In recent years, MESA has become infatuated with the Boycott, Divest, and Sanctions (BDS) movement. While it has yet to formally endorse BDS, it is currently in the process of amending its bylaws to enable it to do so. If MESA endorses BDS, at a minimum it will provide academic coverage for universities across North America to exclude their Israeli counterparts from conferences, academic and political debate, and discussion. Bans may also enable university departments to discriminate against Israelis—something that is, of course, all too common at universities across the Middle East—and could also lead university departments to bar those studying the Jewish state from dissertation, travel, and research grants. In short, an academic organization adopting BDS is anathema to academic discourse and freedom.
It’s against this backdrop that I have received two letters from MESA in the time since President Donald Trump signed his executive order temporarily pausing entry of citizens of seven countries for which the United States did not believe it had adequate security cooperation or ability to vet effectively.
The first, from January 29, declared:
MESA strongly condemns the Executive Order limiting the entry of Middle Eastern refugees and immigrants to the U.S. and urges the President and Congress to lift the ban. The ban impedes the mission of the Middle East Studies Association, which is to bring together scholars, educators, and those interested in the study of the region from all over the world.
It further announced the creation of a “Task Force on Civil and Human Rights.”
That was followed up on February 6, in a statement noting that, within MESA, “there have been calls to move this year’s MESA meeting from Washington DC to outside the country to accommodate those who might not be able to enter the U.S. or choose not to do so out of protest.” Beth Baron, the current MESA president and a professor at the City University of New York (CUNY), and Judith Tucker, the president-elect and professor at Georgetown University, assured members that:
MESA is the November meeting. But it is much more. It is the Committee on Academic Freedom, which continues to issue chilling letters.
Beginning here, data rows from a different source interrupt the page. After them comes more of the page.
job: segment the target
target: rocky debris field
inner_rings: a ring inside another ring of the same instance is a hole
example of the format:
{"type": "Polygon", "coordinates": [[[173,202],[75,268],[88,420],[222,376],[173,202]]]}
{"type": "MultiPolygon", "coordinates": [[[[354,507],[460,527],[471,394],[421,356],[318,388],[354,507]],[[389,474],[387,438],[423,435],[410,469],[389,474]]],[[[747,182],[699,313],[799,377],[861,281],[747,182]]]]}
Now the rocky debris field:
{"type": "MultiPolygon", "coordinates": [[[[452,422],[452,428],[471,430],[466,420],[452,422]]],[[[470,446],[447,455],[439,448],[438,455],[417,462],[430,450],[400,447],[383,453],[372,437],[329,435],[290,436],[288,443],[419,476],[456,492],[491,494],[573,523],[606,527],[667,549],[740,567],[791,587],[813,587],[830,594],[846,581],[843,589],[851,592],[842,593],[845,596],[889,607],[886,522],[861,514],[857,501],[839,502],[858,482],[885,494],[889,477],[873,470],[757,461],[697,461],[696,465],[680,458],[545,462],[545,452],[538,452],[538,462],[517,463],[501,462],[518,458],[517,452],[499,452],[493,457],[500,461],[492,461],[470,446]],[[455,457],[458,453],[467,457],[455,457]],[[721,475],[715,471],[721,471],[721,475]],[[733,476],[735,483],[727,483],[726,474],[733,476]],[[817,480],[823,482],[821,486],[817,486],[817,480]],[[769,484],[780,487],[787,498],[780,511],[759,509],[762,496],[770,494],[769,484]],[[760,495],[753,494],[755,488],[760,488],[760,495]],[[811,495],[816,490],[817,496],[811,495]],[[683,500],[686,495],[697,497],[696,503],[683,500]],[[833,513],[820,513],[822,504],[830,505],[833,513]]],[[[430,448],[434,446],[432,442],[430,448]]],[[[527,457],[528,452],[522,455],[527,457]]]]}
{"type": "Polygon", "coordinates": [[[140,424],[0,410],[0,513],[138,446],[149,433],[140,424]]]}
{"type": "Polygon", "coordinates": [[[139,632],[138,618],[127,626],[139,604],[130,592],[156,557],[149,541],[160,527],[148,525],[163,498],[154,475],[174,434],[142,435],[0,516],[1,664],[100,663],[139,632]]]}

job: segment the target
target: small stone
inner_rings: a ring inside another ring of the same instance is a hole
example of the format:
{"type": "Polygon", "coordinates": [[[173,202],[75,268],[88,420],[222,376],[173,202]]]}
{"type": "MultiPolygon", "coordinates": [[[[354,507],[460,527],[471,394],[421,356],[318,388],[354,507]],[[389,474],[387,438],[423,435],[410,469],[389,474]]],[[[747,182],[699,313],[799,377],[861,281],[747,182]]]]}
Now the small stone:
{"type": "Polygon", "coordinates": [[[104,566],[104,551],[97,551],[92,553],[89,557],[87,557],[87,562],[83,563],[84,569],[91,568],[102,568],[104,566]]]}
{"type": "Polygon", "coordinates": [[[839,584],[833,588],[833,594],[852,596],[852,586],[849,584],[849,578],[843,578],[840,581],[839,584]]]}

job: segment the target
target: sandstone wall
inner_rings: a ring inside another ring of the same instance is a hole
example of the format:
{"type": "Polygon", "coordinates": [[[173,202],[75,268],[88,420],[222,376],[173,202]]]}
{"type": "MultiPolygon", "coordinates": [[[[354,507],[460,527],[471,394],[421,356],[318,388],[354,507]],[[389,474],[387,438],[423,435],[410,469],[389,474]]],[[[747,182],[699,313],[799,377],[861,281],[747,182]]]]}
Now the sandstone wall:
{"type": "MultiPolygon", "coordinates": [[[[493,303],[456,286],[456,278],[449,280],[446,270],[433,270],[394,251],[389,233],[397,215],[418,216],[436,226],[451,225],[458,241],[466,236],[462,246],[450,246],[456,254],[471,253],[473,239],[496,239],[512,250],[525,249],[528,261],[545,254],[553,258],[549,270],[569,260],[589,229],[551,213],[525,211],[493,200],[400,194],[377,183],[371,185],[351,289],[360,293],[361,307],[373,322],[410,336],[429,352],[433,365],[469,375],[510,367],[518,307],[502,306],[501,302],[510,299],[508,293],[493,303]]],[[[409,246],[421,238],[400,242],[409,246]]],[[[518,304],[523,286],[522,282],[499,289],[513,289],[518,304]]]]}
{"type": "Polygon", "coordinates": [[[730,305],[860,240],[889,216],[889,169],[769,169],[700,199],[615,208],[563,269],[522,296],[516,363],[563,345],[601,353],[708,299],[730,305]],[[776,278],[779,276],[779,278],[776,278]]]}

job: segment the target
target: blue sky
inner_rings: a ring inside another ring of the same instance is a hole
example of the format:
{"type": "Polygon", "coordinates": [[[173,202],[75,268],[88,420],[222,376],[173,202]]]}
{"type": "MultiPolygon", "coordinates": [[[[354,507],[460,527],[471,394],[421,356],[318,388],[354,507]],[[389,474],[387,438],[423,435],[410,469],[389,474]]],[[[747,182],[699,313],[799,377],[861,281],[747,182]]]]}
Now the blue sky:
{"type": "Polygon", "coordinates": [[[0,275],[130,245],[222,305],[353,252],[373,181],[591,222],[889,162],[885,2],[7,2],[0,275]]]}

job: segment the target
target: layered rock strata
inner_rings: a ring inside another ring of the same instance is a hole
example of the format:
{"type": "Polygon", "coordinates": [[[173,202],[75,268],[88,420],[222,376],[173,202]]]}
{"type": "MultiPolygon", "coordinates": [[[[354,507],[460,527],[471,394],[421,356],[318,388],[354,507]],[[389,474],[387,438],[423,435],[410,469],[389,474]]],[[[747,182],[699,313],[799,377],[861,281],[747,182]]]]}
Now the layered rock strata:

It is the new Task Force on Civil and Human Rights, which is tracking federal legislation impacting our membership. And it is a community of scholars dedicated to critical exchange of knowledge on a region, its people, and their rights, in the U.S. and abroad.
Whether one supports the ban or is against it or takes the perspective that it was a reasonable idea poorly implemented, there are easily observed hypocrisies and ironies to MESA’s umbrage.
First, MESA hardly lifts a finger to condemn the almost total ban among many states—including those subject to Trump’s proposed ban—regarding Israelis. Such bans affect Israelis or dual Israel citizens studying in America universities. This is important given the proliferation of U.S. college campuses in Arab states. Several Arab states demand a statement of religion on visa applications as well, a request intended to enable the exclusion of Jews.
Second, Gulf News reported in 2011 that Kuwait had banned citizens of five majority Muslim countries. The Kuwaiti government denies that this ban is in effect now but, even if it was temporary, did MESA react? No.
Most ironic, however, is that MESA appears ready to embrace if not endorse BDS—effectively banning Israeli scholars and students and denying access to Israel with university grants—and yet opposes Trump’s ban. That shows that intellectual consistency—something in which academics should take pride—is absent among MESA’s leadership and probably the vast majority of its membership which now unapologetically places politics above scholarship.